The Airbus BLADE project may not have may not have produced the prettiest wing ever designed and it certainly isn’t the work of art gracing the Airbus A350.
But if the Breakthrough Laminar Aircraft Demonstrator in Europe can achieve its aim of reducing wing friction by 50 per cent and carbon dioxide emissions by 5 per cent, it will provide a handy weapon in the fight to reduce aviation’s ecological footprint.
Two transonic laminar outer-wings have been attached to Airbus’ A340 Flight Lab in what the manufacturer says is world first and the test aircraft took to the air this week. It will perform around 150 flight hours in the coming months.
Laminar Flow might sound like a name for a progressive rock band but it refers to the state in which a fluid or gas travels smoothly or in regular paths.

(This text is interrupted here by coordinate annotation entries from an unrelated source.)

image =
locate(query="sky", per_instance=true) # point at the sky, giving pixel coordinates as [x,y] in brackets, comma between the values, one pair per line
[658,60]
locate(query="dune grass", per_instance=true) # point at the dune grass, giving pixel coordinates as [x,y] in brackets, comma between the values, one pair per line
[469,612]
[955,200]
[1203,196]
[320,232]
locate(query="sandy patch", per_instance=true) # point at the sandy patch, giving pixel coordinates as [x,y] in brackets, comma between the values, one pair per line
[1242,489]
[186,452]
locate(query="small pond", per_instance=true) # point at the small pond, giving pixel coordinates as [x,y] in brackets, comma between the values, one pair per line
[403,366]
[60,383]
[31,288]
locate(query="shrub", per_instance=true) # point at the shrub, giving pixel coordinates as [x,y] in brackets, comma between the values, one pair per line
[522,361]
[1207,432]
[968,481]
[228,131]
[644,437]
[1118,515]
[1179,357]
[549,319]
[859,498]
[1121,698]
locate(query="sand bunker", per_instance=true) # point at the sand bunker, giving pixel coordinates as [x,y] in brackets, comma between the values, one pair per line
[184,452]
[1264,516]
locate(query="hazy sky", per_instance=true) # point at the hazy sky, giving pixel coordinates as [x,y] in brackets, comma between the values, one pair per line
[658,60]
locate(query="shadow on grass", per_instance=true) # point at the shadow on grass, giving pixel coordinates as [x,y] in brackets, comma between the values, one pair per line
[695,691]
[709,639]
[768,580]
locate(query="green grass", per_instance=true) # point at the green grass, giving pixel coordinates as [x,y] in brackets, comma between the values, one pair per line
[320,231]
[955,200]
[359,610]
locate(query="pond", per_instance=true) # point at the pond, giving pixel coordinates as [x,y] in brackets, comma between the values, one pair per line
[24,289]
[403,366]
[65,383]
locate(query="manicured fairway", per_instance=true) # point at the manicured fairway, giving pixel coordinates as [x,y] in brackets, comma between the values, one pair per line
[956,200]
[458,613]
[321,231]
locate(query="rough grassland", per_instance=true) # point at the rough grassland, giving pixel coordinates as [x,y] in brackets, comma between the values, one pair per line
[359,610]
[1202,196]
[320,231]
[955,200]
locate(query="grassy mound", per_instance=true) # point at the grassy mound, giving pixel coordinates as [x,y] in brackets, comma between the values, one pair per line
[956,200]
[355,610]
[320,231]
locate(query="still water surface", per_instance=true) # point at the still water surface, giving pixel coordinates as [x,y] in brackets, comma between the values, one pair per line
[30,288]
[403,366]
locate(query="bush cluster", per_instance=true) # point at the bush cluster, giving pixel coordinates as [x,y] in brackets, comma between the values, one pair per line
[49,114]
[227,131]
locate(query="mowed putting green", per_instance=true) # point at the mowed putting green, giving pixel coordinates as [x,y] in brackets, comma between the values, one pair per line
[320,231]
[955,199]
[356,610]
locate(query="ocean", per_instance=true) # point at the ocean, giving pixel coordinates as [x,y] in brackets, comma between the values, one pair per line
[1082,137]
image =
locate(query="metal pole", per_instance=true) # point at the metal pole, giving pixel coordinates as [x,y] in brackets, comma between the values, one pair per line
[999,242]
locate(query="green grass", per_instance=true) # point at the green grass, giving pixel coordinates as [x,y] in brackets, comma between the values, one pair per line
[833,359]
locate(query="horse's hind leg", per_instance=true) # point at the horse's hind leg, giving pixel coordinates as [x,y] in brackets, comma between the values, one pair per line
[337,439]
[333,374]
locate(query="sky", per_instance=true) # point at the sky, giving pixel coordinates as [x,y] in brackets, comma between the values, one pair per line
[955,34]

On aircraft, this means a smooth airflow over the wings that makes them more aerodynamic and therefore more efficient.
It has been a holy grail of manufacturers but laminar wings have not been used in commercial aviation because the technology up to now was not mature enough and had not been flight tested.
The arrival of new flow simulation tools has given the quest a big boost.
The extensive modifications to the A340-300 test-bed aircraft, which is packed with flight-test instrumentation, were made over the course of 16 months in Tarbes, France, with the support of Airbus industrial partners across Europe.
“We began by opening the flight envelope to check that the aircraft was handling correctly,” said Airbus flight-test engineer Philippe Seve.
“We achieved our objective to fly at the design Mach number, at a reasonable altitude and check everything was fine. We also checked that the flight-test instrumentation) was working as expected, to identify further fine-tuning for the next flights.”
A small team of specially-trained pilots, test engineers and flight test engineers prepared for months prior to the first flight, spending time in a simulator and familiarizing themselves with the flight-test instruments.
Teams from Bremen, Germany and Broughton, UK worked on the outer wings with a team from Stade, Germany, installing infra-red cameras.
Airbus for the first time is using a testing method involving hundreds of points to measure the waviness of the surface to help engineers ascertain its influence on the “laminarity”.
The tests use infrared cameras inside the pod to measure wing temperature, an acoustic generator which measures the influence of acoustics on laminarity and an innovative reflectometry system, which measures overall deformation in real-time during flight.
They aim to be able to measure the tolerances and imperfections which can be present and still sustain laminarity.
“To this end, Airbus will simulate every type of imperfection in a controlled manner, so that at the end of the campaign the tolerances for building a laminar wing will be fully known,’’ the manufacturer said.